The Dow Jones Industrial Average dropped 160.81 points to 29,390.61 while the S&P 500 fell 17.56 points to 3,361.89 and the Nasdaq Composite Index tumbled 68.9 points to 9,657.06.

China said that it confirmed 15,152 new cases and 254 additional deaths from the coronavirus – now called Covid-19 -- after local health officials in Hubei province, the epicenter of the outbreak, used a new diagnosis methodology. China now has almost 60,000 confirmed cases, while 1,367 have died.

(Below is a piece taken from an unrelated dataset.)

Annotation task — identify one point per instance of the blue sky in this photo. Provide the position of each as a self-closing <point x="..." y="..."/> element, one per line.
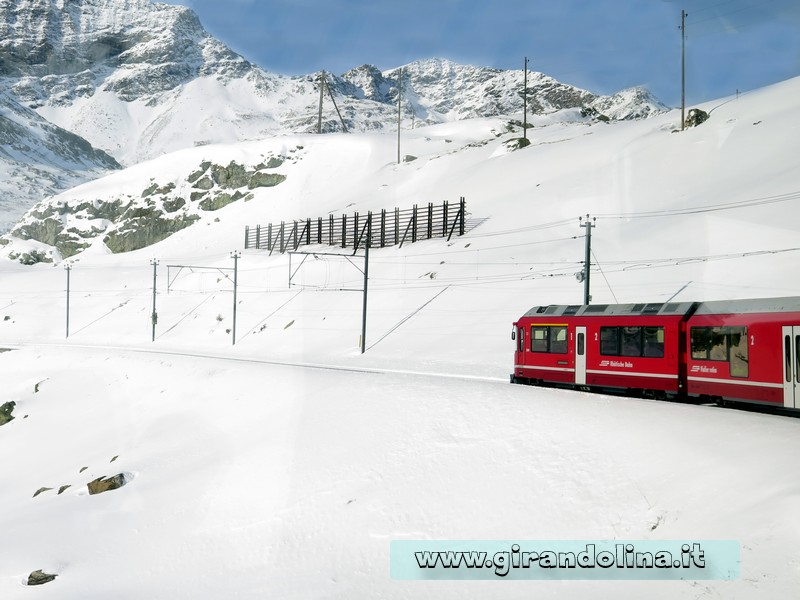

“Just when markets were getting comfortable with the idea that the Covid-19 infection increase was trending lower, the sudden jump in the number of new cases in Hubei has jolted them out of this sense of complacency,” said Khoon Goh, head of Asia research at Australia & New Zealand Banking Group Ltd.

“With the upward revision to the number of those afflicted, the answer we should all give when asked about the full impact of this virus and when it goes away is ‘I don’t know,’” said Peter Boockvar, chief investment officer at Bleakley Advisory Group.

In a stunning development in the U.K., Sajid Javid resigned as Chancellor of the Exchequer as Prime Minister Boris Johnson reshuffled his cabinet.

In U.S. economic data, initial jobless claims inched up by 2,000 to 205,000 in the week ended Feb. 8, the government said Thursday.

The consumer price index edged up 0.1% in January, the smallest such gain in four months.

The core consumer price index, which ignores the volatile food and energy sector, climbed by 0.2% from the prior month, and 2.3% from a year ago.

Overnight in Asia, markets finished lower. China’s Shanghai Composite dropped 0.71%, while Hong Kong’s Hang Seng fell 0.34%, and Japan’s Nikkei-225 slipped 0.14%.

In Europe markets traded lower, as Britain’s FTSE-100 dropped 1.4%, France’s CAC-40 fell 0.57% and Germany’s DAX fell 0.33%.

Crude oil futures gained 0.57% at $51.46 per barrel and Brent crude gained 0.66% at $56.16. Gold futures rose 0.37%.

The euro slipped 0.15% at 1.0858 while the pound sterling gained 0.52% at 1.3027.